日本共産党嶺南地区委員会 > しんぶん赤旗 > 「生業」原発訴訟 仙台高裁が断じたもの(下) 国の言動「事業者と一体化」

「生業」原発訴訟 仙台高裁が断じたもの(下) 国の言動「事業者と一体化」

福島第1原発に襲来する津波=2011年3月11日撮影、東京電力提供

 「生業(なりわい)を返せ、地域を返せ!」福島原発訴訟の仙台高裁判決は、経済産業省の旧原子力安全・保安院の「姿勢をうかがわせる、エピソード」を取り上げています。事故のおよそ1年半前の2009年8月28日、9月7日に保安院で行われた東電からのヒアリングです。

 当時、地震の専門家が、経産省の審議会で東北地方に大津波をもたらした868年の貞観(じょうがん)津波に触れ、同規模以上の津波の再来の可能性を指摘。そのため保安院は貞観津波を踏まえた福島第1原発の津波評価、対策の状況の説明を東電に要請し、ヒアリングしたのです。

「大騒ぎ避ける」

 その際、保安院の審査官から「JNES(独立行政法人・原子力安全基盤機構)のクロスチェックでは、女川と福島の津波について重点的に実施する予定になっているが、福島の状況に基づきJNESをよくコントロールしたい。無邪気に計算してJNESが大騒ぎすることは避ける」との発言があったというものです。JNESは保安院と連携し、原子力の安全確保に関する専門的・基盤的な業務を実施する機関です。

 規制の対象者である東電担当者の面前で「無邪気に計算してJNESが大騒ぎするのを避ける」という審査官の発言でした。

 判決は「これでは原子力規制機関であるはずの保安院が、原子力事業者である東電の側に立ち、むしろ原子力事業者と一体化して、JNESによる安全性のチェックを阻止しようとしていたとの批判すら免れず、原子力規制機関の担当官としては誠にあるまじき言動であった」と非難しています。

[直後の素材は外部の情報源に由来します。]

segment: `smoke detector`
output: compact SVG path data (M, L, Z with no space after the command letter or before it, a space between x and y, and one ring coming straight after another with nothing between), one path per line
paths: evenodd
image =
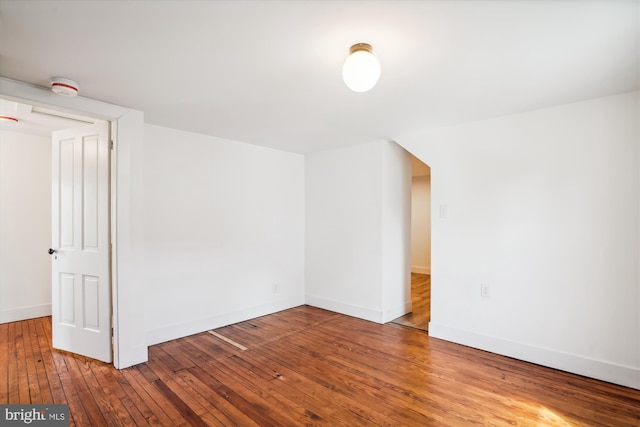
M14 125L16 123L18 123L18 119L16 119L15 117L11 117L11 116L0 116L0 123L2 124L8 124L8 125Z
M64 77L53 77L51 79L51 90L53 93L62 96L77 96L80 85L71 79Z

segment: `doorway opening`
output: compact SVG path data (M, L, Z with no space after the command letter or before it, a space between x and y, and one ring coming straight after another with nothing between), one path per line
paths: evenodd
M78 225L76 226L74 223L73 226L64 228L66 235L71 237L62 239L63 243L68 246L68 241L71 239L75 242L73 247L82 248L84 252L97 252L94 250L98 246L97 242L94 245L96 248L93 248L90 247L91 241L87 240L87 236L90 236L88 231L91 230L92 225L87 220L88 213L93 212L95 218L100 218L100 247L105 248L100 255L101 262L104 264L103 269L110 269L108 252L110 239L109 189L111 187L109 178L110 124L97 118L62 112L41 105L36 106L29 101L15 98L13 100L0 98L0 115L10 118L10 120L0 123L0 163L2 164L0 167L0 206L2 206L0 214L3 218L3 221L0 222L0 234L2 235L3 249L11 248L11 250L0 251L0 264L3 273L0 277L0 296L2 297L0 298L2 302L0 304L0 323L51 315L55 319L56 314L58 317L64 314L67 323L69 323L68 319L83 318L85 324L79 329L88 330L89 327L96 329L98 322L86 321L87 313L92 313L90 296L91 292L97 288L97 286L92 287L96 280L92 282L92 276L83 271L83 274L79 276L80 279L76 280L77 283L69 284L68 271L65 274L54 274L52 266L61 263L65 258L70 258L69 254L63 255L63 252L66 253L71 249L71 247L61 247L64 245L60 242L56 243L55 241L60 239L55 239L54 236L56 236L56 226L59 228L67 224L64 218L57 218L57 214L68 210L69 217L76 218L74 221ZM97 163L97 139L94 143L94 141L85 138L72 146L71 141L67 138L64 142L64 150L71 157L62 154L54 155L52 135L55 132L76 132L76 129L87 129L96 124L100 124L101 129L104 129L102 132L104 137L100 143L104 147L100 149L102 153L100 164ZM91 150L92 147L96 148L95 153ZM77 173L73 171L70 174L65 171L53 173L56 159L68 160L66 163L73 166ZM57 162L57 166L60 166L60 162ZM92 170L96 177L92 176ZM98 172L100 180L103 182L101 184L103 196L101 196L100 203L96 197L93 197L96 190L93 190L91 186L92 178L96 178L94 184L98 184ZM53 185L58 180L64 179L68 183L63 183L64 185L61 186ZM59 197L53 197L54 194L57 194L56 191L60 193ZM67 193L72 197L65 197ZM52 209L56 205L54 202L60 204L65 201L68 202L70 209ZM74 206L80 207L80 210ZM83 239L82 236L85 238ZM58 260L58 262L53 260ZM112 360L110 324L112 307L109 300L111 289L108 274L103 277L105 280L102 281L100 287L104 289L102 293L105 294L103 298L105 302L99 307L99 310L96 306L93 313L98 313L98 311L101 313L99 327L104 334L105 344L103 347L108 347L106 348L108 357L102 357L101 360L110 362ZM62 290L56 285L60 280L56 279L66 280ZM62 294L69 294L69 298L76 301L76 304L78 301L82 304L78 305L75 313L64 307L56 309L56 304L63 301L62 298L56 298L56 295ZM81 317L80 314L83 316ZM63 348L59 344L56 345L56 342L65 342L63 338L68 334L56 334L56 323L53 323L52 340L57 348ZM67 339L67 341L69 340ZM65 344L70 345L71 343ZM74 345L65 349L89 355L86 351L74 351L76 347L78 346Z
M431 320L431 168L411 156L411 312L393 320L429 330Z
M140 209L133 203L141 192L136 172L143 164L144 113L84 97L53 96L48 88L0 77L0 97L78 114L111 123L111 308L113 365L116 369L149 358L145 340L144 281L136 280ZM46 253L46 252L45 252ZM49 256L49 255L47 255ZM1 271L2 269L0 269Z

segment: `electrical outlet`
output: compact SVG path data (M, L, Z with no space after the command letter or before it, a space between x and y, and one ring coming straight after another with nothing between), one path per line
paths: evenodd
M278 286L278 284L277 284L277 283L275 283L275 284L273 285L273 293L274 293L274 294L277 294L278 292L280 292L280 287Z
M489 298L491 296L491 289L486 283L480 283L480 296L483 298Z

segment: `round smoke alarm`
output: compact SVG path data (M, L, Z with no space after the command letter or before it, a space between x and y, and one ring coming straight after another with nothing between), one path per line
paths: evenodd
M5 123L5 124L9 124L9 125L14 125L16 123L18 123L18 119L16 119L15 117L11 117L11 116L0 116L0 123Z
M51 79L51 90L55 94L76 96L78 95L79 89L80 85L71 79L65 79L64 77L54 77Z

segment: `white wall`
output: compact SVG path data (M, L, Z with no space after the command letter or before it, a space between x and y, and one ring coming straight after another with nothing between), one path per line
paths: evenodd
M431 176L411 180L411 272L431 274Z
M51 315L51 139L0 130L0 323Z
M397 138L449 208L432 336L640 388L638 110L634 92Z
M409 312L408 153L376 141L305 159L307 304L375 322Z
M382 143L382 317L411 311L411 155Z
M304 304L302 155L145 125L144 178L148 344Z
M118 117L114 152L117 188L112 205L112 222L115 218L116 224L112 235L116 254L111 275L116 337L113 354L115 367L123 369L148 359L144 275L145 135L141 111L127 110L113 116Z

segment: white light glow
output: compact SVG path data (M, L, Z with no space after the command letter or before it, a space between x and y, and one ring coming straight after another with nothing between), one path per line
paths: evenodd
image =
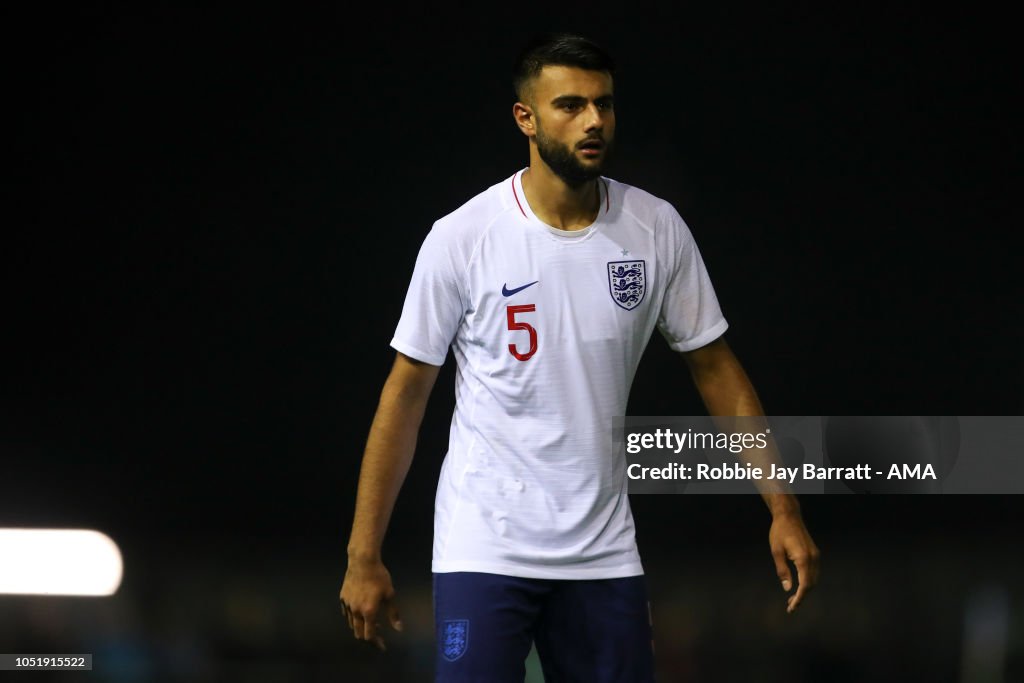
M121 551L91 529L0 529L0 593L113 595Z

 判決は一連の事実経過から結論的にこう述べています。

 「(東電も国も)『長期評価』の見解による想定津波の試算が行われれば、喫緊の対策措置を講じなければならなくなる可能性を認識しながら、そうなった場合の影響(東電の経済的負担)の大きさを恐れる余り、試算自体を避けようとし、あるいは試算結果が公になることを避けようとしていたものと認めざるを得ない」

 判決ではさらに「長期評価」公表以降も、「津波による浸水で福島第1原発の電源設備がダメージを受けて重大事故に発展し得ることの知見」が積み重ねられ、「経産相において認識し得たというべきである」と指摘しています。

吉井氏の質問も

 その知見の一つとして判決は、事故の5年前の06年3月や10月に日本共産党の吉井英勝衆院議員(当時)が国会で行った質疑を取り上げ、「福島第1原発を含むわが国の原発の電源設備の津波等に対する脆弱(ぜいじゃく)性が深刻な重大事故につながり得ることを前提とした質問がされることもあった」と紹介しています。3月の質問で吉井氏は、津波の影響によって福島第1原発で冷却水を取水できない事態が想定され、最悪の場合は炉心溶融などの危険があることを明らかにし、最悪の事態を想定して対策を取る必要があると国に迫っていたのです。